Sunday, February 12, 2012

Tree Searching - Class Presentation

Tree searching is essentially a method of getting from point A to point B. There are two ways to conduct a tree search: one way generates many different results at once while another locates information related to one node first. This seems confusing, but please bear with the text till the end and things may become clearer to you.

Depth-first Searching: this search method basically takes your search through a tree as far in as possible. If there aren't any "priorities", the depth first search will mindlessly delve deeper and deeper until it hits a dead end. In the picture that follows, there is a comparison of the depth-first and breadth-first search method. Take note of how even though Node A branches into several other nodes, the search only returns to it after it has reached a deadend.

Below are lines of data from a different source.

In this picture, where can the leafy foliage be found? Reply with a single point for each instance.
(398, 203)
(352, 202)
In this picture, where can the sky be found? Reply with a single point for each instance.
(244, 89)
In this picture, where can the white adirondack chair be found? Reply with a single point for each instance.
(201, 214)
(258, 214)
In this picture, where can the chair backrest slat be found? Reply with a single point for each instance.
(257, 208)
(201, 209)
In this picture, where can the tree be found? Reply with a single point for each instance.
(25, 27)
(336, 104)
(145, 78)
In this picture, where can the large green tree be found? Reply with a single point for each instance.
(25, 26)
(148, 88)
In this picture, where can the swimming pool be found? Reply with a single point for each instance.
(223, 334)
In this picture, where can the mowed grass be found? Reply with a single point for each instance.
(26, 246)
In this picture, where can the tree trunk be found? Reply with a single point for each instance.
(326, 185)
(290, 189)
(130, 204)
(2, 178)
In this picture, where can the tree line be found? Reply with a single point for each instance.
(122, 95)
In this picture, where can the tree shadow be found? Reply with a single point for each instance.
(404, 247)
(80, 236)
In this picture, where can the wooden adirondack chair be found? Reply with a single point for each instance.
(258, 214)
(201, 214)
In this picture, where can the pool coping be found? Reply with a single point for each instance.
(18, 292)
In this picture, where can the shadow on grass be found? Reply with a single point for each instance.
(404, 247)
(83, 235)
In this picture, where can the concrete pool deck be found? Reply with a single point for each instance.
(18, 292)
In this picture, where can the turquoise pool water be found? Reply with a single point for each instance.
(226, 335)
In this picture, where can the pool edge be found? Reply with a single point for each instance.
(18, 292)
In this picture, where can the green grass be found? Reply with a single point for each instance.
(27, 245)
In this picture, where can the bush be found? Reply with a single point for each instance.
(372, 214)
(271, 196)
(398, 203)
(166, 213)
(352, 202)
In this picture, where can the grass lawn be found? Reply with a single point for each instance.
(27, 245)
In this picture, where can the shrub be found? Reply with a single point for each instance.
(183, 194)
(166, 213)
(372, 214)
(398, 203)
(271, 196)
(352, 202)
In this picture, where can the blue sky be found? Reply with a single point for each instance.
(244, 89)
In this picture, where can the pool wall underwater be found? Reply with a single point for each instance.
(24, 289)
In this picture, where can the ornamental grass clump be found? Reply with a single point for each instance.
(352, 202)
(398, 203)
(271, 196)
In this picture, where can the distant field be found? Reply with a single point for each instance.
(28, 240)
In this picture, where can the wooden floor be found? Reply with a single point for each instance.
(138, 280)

Breadth-first Search: contrary to a depth-first search which ignores all other branches from a node and returns them later, a breadth-first search explores all branches from one node before moving on to another, in order of priority if such exists. Again, note the image comparing the two search methods.

(Click to see image in full-size)


A possible application for this would be an automated maze generator/solver. Both work in essentially the same way. The program would simply randomly generate paths in a random direction and if i collides with terrain (computer limits), it will return to its previous starting point and generate in a different direction. For the maze solver, the program would explore the path uniformly until it hits a deadend and returns to the last split-point and explore the other way. In terms of mazes, the optimal search method for a solution would be the breadth-first search. Logically this makes sense because if the program chooses the wrong path, it will return to that node quicker and wind up on the right path than if it had been utilizing a depth-first search, in which case it would end up far deeper in the wrong direcion before it turns around.

This is a relatively interesting way of applying optimization that involves no calculus. In terms of mazes, we usually conduct our own breadth-first seach in our heads, mentally scanning the maze for possible dead ends and avoiding them. So get out those pencils and thinking caps!

Here's a link to an online program that demonstrates the depth-first search being utilized to "solve" a maze:

http://nullprogram.com/RunMaze/

Happy optimizing!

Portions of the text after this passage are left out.